The project I’m presenting this evening is called “Focus on the Positive,” something we’re being reminded over and over and over again to do in the face of a daunting health crisis and the economic fallout that accompanies it. The project is based on improving speaking skills and focusing on developing speaking strengths, but suddenly it has much larger implications. Optimism can be elusive when you look at the big picture, the unknown future, the friends and family you can now only see on video, and the sense of loss of a way of life.
I think I have gained an appreciation of what it must have been like for an Allied soldier in WW2, especially in the early years. Victory was by no means assured; in fact, the losses were horrific. But somehow soldiers went out every day into danger, living each day as if it could be their last, and somehow continuing on. It’s by no means that bad for me, in my warm house, with my husband and cats and job which I can still do, but this isn’t a competition regarding who had it worse. This is the hand of cards we have been dealt, and I’m not ready to fold quite yet.

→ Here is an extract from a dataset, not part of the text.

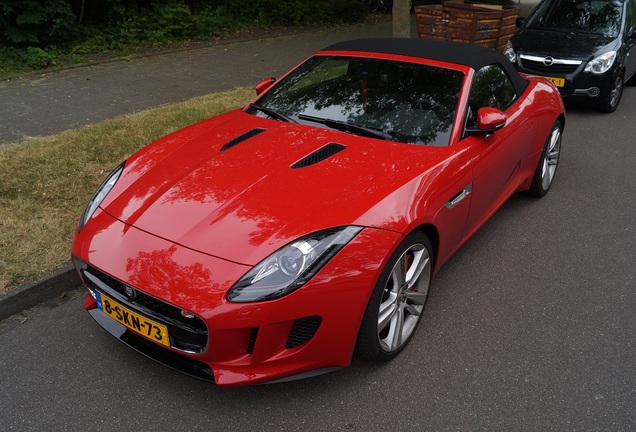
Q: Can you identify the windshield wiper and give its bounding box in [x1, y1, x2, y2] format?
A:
[297, 114, 391, 140]
[249, 104, 297, 123]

So my daily writings have been a lifeline so far–a way to express the ups and downs, the hope and the fears, the thoughts and the gut reactions. They are helping me live in the present, to find activities to feed my soul, to keep going. The purr of a happy cat is even sweeter now, as is the taste of raspberries, which I can still eat every morning. I can rejoice in once again making music, tentative though my steps are, and remember with great joy the feeling of playing with others and dream of a day I might do that, too. And today, I subscribed to the Berlin Philharmonic’s Digital Concert Hall, which will stream live concerts this weekend from their empty concert hall. I also plan to catch the Stratford Festival’s production of a couple of years ago of King Lear–just one of many filmed productions they will be showing over the next several months. These are experiences I would not have had had we not had this crisis. Gradually, as the planned future fades, another future is replacing it, one with things I can once again anticipate, no matter what happens in the next couple of months.
And that’s the key–being able to make plans for the future that are not dependent on the end of the lockdown will help begin the process of working through the long months ahead. If I get my project to learn to make YouTube videos going, that will also start to lay out activities to look forward to over the next weeks and months and even beyond.
And that, for me, is the key to mustering positivity in the face of such negativity: Focus on what I can do now in the life that I have. Focus on the people I care about, even though they may be physically distant. Rather than mourning the events I will miss, find the events I can still eagerly anticipate. Most of all, I am looking at my dreams, and working to understand which of them are now in my grasp. My physical world has become smaller, but that is all the better reason to expand the world of my imagination.